Fatihah Ramzi | 30 December 2021
The arrival of Omicron has left the world economy on pins and needles. What efforts can businesses take to mitigate the damage and maintain everyday operations functioning at near-full capacity?
The arrival of omicron has left the world economy on pins and needles, as they try to make sense of the scant, frequently contradicting information on the new COVID-19 version. Omicron has put the entire world on high alert, and businesses are scrambling to devise methods to mitigate its potential workplace effects.
Despite the fact that much about the new version remains unknown, Dr. David Levy, CEO of the preventive health organization EHE, stated that efforts to restrict the virus and its variants have been consistent throughout the COVID-19 epidemic. Getting the vaccine, using a mask indoors, and social distance in high-transmission regions, as well as getting tested on a regular basis, are all part of these attempts to prevent the infection from spreading to others. But, aside from these, what efforts can businesses take to mitigate the damage and maintain everyday operations functioning at near-full capacity?

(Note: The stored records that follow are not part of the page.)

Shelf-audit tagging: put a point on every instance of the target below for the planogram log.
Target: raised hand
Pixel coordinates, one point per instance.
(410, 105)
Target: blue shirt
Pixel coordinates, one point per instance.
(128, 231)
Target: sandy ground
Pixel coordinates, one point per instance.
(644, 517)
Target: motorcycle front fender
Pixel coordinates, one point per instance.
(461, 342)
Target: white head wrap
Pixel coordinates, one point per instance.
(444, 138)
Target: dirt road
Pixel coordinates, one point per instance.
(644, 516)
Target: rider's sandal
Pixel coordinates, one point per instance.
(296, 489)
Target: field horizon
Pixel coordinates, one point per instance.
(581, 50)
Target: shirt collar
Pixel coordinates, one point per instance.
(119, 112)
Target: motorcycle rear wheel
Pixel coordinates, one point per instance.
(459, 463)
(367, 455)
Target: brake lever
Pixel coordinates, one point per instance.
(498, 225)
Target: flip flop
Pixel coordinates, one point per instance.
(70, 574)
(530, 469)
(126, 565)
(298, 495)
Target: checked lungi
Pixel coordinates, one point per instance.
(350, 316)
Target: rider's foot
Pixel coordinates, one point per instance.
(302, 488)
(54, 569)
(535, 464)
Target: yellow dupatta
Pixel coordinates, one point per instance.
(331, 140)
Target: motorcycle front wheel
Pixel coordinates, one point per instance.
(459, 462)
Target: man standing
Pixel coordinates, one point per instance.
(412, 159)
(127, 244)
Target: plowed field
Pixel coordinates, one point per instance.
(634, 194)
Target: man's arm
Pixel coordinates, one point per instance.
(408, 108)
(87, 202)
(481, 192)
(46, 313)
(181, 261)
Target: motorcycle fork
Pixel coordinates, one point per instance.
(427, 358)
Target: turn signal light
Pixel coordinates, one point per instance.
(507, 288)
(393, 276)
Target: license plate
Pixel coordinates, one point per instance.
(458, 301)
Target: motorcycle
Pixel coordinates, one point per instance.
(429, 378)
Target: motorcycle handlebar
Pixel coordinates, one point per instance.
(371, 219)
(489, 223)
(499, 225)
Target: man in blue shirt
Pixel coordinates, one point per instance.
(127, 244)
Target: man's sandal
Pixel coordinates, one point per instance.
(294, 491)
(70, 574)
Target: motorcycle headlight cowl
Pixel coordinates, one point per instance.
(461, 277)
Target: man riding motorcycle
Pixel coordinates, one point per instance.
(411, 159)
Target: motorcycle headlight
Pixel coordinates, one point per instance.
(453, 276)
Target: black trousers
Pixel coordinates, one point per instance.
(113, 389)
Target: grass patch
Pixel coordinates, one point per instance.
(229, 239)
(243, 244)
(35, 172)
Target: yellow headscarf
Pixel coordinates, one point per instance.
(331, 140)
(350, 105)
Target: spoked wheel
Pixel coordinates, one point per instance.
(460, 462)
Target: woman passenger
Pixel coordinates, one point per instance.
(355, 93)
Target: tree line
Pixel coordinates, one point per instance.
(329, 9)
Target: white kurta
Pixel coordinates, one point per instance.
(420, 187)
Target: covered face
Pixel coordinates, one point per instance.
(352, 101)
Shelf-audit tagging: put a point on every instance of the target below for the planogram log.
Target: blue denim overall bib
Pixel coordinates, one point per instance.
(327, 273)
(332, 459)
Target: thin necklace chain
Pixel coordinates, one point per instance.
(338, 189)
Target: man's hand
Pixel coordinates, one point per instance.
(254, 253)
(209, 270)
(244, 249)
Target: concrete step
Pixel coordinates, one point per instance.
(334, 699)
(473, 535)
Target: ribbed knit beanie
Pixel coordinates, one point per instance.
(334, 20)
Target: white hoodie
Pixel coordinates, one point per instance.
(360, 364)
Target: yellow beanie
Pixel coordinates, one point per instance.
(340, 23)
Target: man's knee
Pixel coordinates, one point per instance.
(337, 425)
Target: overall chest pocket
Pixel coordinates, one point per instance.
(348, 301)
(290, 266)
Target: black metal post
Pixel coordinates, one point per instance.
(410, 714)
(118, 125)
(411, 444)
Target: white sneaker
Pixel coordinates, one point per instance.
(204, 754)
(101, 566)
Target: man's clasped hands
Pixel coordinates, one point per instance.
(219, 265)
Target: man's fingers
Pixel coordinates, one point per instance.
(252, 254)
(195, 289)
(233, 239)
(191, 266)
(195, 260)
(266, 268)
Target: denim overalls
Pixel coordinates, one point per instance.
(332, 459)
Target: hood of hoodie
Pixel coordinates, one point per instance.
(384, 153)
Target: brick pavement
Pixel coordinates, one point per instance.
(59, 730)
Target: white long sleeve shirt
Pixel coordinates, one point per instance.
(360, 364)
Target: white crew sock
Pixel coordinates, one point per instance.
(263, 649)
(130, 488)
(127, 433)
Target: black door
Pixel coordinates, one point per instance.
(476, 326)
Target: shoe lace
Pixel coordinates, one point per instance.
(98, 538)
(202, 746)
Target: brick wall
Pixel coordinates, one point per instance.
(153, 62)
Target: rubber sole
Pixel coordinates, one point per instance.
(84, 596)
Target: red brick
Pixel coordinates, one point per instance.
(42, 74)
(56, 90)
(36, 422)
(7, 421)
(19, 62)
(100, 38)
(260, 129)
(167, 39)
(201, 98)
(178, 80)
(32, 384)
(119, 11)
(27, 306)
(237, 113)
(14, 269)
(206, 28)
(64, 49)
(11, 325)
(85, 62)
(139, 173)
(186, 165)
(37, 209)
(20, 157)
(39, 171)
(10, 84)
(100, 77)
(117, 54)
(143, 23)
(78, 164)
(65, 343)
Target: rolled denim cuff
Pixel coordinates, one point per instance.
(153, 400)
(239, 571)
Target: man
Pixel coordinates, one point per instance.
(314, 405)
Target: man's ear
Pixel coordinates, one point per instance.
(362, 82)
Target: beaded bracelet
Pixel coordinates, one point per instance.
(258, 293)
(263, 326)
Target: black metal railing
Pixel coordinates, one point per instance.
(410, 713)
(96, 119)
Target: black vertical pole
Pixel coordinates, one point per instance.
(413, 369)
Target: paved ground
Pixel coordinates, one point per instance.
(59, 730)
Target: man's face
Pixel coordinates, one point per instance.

1. Virtualising Organisation
Given the fast changes your workers may undergo on a daily basis, the new omicron variation necessitates a focus on their health and well-being, as well as that of their families. It’s critical to virtualize back-office and other activities as soon as possible for worker safety. First and foremost, CFOs must have a plan in place in the event that key personnel become unwell. CFOs should evaluate how the line of command and power will move among their staff employees if executives and others are inaccessible for important decisions and critical duties.
Second, CFOs will have to help finance and other activities become more virtualized. CFOs should think about how they might help their employees connect online and improve overall employee participation. Workplace virtualization has the potential to erode traditional sources of job satisfaction. Furthermore, virtual exchanges on ambiguous matters, which are generally best addressed in person, will be required. In a virtual work environment, where visual as well as other social interaction indicators may not be clear, caution must be exercised to minimize misinterpretations.
Thirdly, allocate crucial resources and financing for virtualisation to IT. Many businesses lack the infrastructure to provide full virtual accessibility to vital data and systems. CFOs should collaborate with their CIOs to support critical remote access to important systems and data while ensuring data security. Staff will very certainly require remote support and training to assist them in adapting to the new systems and practices.
Finally, CFOs must keep infection risks to a minimum for on-site employees. Some employees, particularly those working in production and operations, will be unable to work from home. To permit social separation, safe handling of materials, and effective disinfection of the office, this restriction will necessitate new ways of managing the workspace. CFOs can play an important role in determining the resources that will be required to restructure their firms’ workplaces.
2. Bolstering Liquidity
CFOs’ first objective is to guarantee that their company has adequate cash and liquidity to operate. Given reductions in global stock prices, economic uncertainty, and difficulty in estimating results, the cost of financing has increased in over the last few weeks, and fresh stock issuance through public markets are becoming unappealing. CFOs should rethink their strategies to acquire and manage liquidity, as well as handle their financing and credit rating relationships, in this environment. Finance and liquidity can be revisited by CFOs to revise their present grasp of debt arrangements, assess potential financial covenant breaches, and more. CFOs will be able to anticipate any potential concerns as a result of this.
3. Managing Risk
Risk management and stewardship will be a priority for CFOs. Cyberattacks, internal control systems, and supplier breakdowns are some of the direct hazards you’ll have to deal with. Companies may become more susceptible to cyber threats when they virtualize their workforce. The significance of vigilance and expenditure in cybersecurity will keep rising.
Due to strained, disengaged, or unwell employees, firms may become increasingly prone to internal control breaches as layoffs and cost reductions occur. Fraud should be a top priority for CFOs, as it may add a lot of money to the bottom line. We can expect more supply or receivables disruptions with the new variant. These risks can be mitigated by diversifying and securing suppliers, as well as monitoring client payments. Third-party risk management is still important.
4. Recovery Plan
With the advent of the new version, it is impossible to predict when the economy will return to normal; however, it is never too early to consider your company’s future plans. Because of the social distance that characterizes this crisis, CFOs should explore experimenting with different recovery models to see which markets and segments will return first. CFOs should concentrate on digital transformation and addressing critical talent shortages.
Before the epidemic, many companies were already working on digital transformation projects. Maintaining efforts to virtualize the workplace and processes may help firms better meet future needs, given the virtualization of work and its potential for continuous use.
Layoffs, cutbacks, and retrenchment are common during economic downturns and recessions. During a downturn, you can attract essential talents from other firms and institutions that are deleveraging and forced to downsize. Over the next few years, institutions and experienced-hire recruitment companies may provide more qualified applicants at reduced prices.
As the impact of COVID-19 intensifies globally along with the new variant, Omicron, CFOs must take these steps to help manage their teams and communicate effectively during these challenging and uncertain times.